Ugandan academic and diplomat

Perezi Karukubiro Kamunanwire is a Ugandan academic and diplomat. He was Ambassador of Uganda to the United States from 2006 to 2013. He was appointed to that post on 15 May 2006 and served until June 2013.

==Education==
Perezi Kamunanwire obtained the degree of Bachelor of Arts in Political Science, from Columbia University. He also holds a Master of Arts degree in International Relations, from the same university. In 2003, Ignatius College in New York awarded him an honorary degree of Doctor of Laws (LLD), in recognition of his lifetime contribution in the area of international relations. He is fluent in English and five other African languages, including: Kinyarwanda, Lingala, Luganda, Runyankole and Swahili.

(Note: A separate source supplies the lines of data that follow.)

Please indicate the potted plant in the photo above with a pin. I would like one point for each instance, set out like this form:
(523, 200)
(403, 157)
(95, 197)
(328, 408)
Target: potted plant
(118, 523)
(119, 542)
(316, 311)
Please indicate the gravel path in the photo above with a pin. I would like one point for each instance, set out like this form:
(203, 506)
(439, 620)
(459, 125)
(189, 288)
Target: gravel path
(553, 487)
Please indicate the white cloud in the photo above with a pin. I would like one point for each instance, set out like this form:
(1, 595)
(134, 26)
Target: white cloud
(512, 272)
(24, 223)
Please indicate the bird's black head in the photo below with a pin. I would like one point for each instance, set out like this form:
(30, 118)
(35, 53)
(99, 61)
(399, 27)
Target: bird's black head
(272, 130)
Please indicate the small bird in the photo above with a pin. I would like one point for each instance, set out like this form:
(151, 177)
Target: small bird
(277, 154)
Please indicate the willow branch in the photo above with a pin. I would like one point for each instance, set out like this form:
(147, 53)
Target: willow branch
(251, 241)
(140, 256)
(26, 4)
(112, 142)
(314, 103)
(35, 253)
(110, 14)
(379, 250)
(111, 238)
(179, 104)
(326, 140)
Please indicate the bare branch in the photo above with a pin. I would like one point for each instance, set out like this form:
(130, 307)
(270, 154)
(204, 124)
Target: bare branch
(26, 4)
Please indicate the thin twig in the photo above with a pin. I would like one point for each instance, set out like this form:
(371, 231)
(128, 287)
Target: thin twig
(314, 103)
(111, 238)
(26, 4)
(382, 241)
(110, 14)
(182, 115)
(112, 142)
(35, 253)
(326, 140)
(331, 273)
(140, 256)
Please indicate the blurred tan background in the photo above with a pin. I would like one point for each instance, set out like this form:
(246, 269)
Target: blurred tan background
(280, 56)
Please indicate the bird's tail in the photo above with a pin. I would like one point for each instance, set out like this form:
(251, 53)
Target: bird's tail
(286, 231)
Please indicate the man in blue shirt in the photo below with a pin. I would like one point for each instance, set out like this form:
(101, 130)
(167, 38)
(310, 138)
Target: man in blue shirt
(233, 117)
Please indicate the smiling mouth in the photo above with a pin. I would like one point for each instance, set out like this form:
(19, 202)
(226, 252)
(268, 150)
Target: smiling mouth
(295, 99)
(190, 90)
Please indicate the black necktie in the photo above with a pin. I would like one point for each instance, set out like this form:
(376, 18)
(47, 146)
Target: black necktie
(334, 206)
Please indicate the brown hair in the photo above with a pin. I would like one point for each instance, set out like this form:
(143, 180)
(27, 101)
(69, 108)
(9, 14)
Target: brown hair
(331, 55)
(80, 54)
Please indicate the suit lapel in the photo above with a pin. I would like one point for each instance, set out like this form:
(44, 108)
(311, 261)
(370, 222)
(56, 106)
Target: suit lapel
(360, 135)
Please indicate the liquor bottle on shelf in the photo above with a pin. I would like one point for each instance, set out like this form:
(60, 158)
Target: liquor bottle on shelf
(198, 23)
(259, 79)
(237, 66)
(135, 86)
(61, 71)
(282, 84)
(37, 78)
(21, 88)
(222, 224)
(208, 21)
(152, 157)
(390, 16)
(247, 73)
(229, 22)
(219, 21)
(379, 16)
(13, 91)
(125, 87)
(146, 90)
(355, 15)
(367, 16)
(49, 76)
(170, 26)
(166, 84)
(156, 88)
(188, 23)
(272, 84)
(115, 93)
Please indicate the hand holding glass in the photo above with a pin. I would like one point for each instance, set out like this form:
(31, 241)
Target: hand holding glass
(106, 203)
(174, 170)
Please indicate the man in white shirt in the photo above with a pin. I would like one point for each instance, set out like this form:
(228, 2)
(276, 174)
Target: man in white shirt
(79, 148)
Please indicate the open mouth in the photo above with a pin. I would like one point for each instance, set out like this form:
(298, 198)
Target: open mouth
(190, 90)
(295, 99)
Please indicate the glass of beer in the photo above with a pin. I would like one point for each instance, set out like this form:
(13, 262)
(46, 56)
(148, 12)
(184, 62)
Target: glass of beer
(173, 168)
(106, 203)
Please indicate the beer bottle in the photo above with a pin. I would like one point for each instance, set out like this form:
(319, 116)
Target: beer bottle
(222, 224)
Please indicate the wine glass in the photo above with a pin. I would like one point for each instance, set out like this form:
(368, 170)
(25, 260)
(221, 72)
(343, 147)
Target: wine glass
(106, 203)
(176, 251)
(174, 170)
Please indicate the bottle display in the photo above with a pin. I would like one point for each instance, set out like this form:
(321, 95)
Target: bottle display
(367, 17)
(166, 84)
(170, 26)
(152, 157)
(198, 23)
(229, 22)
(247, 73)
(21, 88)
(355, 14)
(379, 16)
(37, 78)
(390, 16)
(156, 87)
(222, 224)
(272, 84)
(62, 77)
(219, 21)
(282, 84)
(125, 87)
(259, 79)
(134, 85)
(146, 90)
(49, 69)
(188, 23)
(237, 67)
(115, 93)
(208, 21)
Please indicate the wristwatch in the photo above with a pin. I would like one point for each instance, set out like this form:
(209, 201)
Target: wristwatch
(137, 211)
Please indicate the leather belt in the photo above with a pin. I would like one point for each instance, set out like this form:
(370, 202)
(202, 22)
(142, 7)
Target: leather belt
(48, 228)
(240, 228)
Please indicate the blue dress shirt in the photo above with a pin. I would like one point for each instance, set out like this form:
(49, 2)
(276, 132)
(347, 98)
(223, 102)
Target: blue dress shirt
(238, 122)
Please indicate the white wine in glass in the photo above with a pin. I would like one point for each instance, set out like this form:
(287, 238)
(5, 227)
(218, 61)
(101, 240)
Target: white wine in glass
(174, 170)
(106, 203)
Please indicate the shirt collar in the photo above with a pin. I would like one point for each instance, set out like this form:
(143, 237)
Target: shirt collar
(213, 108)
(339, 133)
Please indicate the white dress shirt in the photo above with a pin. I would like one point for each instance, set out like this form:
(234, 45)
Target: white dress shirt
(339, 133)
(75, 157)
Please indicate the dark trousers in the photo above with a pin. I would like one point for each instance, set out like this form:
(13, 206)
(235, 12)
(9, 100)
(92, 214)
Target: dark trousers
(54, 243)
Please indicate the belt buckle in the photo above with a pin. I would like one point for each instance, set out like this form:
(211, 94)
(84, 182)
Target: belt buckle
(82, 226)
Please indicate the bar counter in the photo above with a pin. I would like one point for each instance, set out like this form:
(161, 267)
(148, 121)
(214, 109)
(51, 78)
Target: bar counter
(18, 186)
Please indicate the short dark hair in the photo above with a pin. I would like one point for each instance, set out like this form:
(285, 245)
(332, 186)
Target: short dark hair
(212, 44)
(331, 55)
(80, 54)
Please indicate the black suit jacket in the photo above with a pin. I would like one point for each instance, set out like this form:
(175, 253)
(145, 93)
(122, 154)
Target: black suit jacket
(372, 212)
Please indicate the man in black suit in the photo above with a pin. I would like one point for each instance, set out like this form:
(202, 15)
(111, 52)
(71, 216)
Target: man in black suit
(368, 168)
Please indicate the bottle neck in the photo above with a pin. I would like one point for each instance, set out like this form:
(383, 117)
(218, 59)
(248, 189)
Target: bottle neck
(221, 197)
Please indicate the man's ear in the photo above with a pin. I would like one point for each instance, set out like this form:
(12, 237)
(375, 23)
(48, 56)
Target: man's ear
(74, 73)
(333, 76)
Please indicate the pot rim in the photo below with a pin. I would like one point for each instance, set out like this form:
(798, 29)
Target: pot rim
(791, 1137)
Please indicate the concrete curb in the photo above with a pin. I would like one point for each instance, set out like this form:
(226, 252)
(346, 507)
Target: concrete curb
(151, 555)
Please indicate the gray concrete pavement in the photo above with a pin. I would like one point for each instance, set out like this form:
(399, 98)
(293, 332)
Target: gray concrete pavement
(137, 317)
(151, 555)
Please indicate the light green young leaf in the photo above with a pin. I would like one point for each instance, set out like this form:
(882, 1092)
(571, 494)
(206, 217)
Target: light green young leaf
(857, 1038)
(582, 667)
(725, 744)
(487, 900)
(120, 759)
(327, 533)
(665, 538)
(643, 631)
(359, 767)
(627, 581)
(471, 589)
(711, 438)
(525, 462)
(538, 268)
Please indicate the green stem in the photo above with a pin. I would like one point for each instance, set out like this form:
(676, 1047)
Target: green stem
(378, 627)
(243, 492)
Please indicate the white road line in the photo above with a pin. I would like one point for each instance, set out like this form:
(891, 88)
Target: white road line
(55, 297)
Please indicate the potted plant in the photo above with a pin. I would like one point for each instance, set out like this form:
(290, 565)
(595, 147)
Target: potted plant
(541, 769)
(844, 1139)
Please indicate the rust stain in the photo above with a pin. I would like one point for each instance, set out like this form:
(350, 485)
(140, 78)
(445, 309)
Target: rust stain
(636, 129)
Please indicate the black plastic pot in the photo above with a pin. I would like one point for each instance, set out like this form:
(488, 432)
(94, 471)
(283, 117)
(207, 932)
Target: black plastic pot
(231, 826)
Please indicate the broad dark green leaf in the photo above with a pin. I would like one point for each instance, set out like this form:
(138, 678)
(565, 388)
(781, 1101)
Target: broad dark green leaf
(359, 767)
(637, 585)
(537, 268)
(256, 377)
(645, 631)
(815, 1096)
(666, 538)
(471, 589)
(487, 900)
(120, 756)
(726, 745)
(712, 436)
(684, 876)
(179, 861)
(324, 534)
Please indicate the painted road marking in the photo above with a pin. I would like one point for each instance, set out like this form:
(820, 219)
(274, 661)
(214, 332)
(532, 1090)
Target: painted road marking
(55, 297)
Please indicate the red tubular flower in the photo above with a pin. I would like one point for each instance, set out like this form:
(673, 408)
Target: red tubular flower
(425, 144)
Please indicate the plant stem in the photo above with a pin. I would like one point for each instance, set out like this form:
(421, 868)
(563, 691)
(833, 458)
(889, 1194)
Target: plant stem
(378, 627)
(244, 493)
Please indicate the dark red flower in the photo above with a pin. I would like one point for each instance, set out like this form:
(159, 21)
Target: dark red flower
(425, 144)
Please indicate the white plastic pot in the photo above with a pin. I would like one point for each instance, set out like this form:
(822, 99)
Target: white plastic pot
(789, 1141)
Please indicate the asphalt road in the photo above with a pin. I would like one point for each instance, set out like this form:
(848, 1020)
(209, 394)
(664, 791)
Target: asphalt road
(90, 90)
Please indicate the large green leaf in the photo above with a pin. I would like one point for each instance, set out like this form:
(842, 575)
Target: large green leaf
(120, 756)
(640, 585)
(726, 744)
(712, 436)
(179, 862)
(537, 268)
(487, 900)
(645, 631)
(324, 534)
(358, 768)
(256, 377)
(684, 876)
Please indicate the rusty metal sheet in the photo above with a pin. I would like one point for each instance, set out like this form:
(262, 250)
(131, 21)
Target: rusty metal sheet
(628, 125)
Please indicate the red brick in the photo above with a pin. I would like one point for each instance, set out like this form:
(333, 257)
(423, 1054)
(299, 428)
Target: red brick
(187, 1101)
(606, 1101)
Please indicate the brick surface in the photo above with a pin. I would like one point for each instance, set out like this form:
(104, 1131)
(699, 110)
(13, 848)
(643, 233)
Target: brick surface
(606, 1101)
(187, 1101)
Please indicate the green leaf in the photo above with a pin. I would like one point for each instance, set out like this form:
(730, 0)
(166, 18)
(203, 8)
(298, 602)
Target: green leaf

==Diplomatic and Professional career==
Between 1986 and 1988, Perezi Kamunanwire served as Uganda's Ambassador to Germany and between 1988 and 1996 he was Uganda's Permanent Representative at the United Nations in New York City. He has taught at the City College of the City University of New York, where he also directed programs in black studies and international relations. Starting in 2003, he served as an adjunct professor at the Center for Conflict Management and Organizational Research associated with Sophia University in Bulgaria. He has written and co-authored several academic books and scholarly papers in the area of International Relations.